L2/04-035

Subject: Comments on draft UTS BOCU-1
Source: Sandra Martin O'Donnell, HP
Date: January 27, 2004

I have reviewed the draft UTS BOCU-1: MIME-Compatible Unicode
Compression, and I have a number of questions and concerns. The draft
describes Binary Ordered Compression for Unicode (BOCU). The impetus for
this, according to the draft, is to address the complaint that UTF-8
consumes too much space per character for many Asian encodings compared
to national encodings (e.g., most kanji are encoded in two bytes for
Japanese EUC or Shift-JIS, but three bytes in UTF-8).

BOCU-1 is in addition to the long-existing SCSU (Standard Compression
Scheme for Unicode). The draft says that SCSU has not been widely
implemented, and that it is incompatible with MIME and so can't be used
in text email. 

This draft actually describes two things: a generic BOCU, and the more
specific BOCU-1. Tracing back through earlier versions of the existing
Unicode Technical Note, it appears the generic BOCU was developed first,
and that BOCU-1 was added because the generic did not address the MIME
issue. BOCU-1 is first described in UTN #6 dated 2002-08-09, and generic
BOCU is described in a "Working Draft" dated 2001-05-30. Markus Sherer
and Mark Davis are the co-authors of all documents relating to BOCU.

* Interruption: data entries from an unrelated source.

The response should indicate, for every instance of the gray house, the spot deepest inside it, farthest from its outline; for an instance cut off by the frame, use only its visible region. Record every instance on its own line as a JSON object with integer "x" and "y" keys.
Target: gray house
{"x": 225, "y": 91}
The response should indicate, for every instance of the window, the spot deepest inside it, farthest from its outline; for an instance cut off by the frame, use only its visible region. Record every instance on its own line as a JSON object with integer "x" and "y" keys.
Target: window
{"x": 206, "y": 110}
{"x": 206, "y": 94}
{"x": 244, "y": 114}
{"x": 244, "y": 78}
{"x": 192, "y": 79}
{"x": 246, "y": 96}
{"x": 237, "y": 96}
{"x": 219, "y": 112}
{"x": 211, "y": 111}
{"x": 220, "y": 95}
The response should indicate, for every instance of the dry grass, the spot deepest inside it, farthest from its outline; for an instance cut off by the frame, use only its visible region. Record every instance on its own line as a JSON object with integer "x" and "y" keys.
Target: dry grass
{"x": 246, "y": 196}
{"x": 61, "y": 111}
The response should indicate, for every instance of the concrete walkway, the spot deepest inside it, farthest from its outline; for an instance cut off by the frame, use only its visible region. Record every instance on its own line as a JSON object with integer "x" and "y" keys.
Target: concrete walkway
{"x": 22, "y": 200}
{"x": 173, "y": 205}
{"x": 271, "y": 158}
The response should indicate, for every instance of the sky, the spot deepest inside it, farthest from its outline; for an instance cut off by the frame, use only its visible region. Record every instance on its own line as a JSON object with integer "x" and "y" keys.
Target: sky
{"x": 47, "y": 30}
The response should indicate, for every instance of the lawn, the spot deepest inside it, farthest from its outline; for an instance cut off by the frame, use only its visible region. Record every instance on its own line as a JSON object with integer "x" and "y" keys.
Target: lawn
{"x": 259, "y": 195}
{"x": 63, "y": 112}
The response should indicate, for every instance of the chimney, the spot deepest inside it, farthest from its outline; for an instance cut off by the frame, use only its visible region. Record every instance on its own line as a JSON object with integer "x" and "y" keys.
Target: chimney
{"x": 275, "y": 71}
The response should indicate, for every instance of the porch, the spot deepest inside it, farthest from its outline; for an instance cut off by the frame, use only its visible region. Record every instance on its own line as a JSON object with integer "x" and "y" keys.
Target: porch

Regardless of the reasons for there being generic BOCU and BOCU-1, I am
quite concerned about creating more forms of Unicode, and I'd like the
UTC to consider this issue carefully. This is proposed as a Unicode
Technical Standard, so it's more official than just a Note or even a UTR
(Unicode Technical Report). Unless there is compelling evidence that
this form is required to convince Asian sites to adopt Unicode, I do not
think we should adopt this as a UTS or UTR. 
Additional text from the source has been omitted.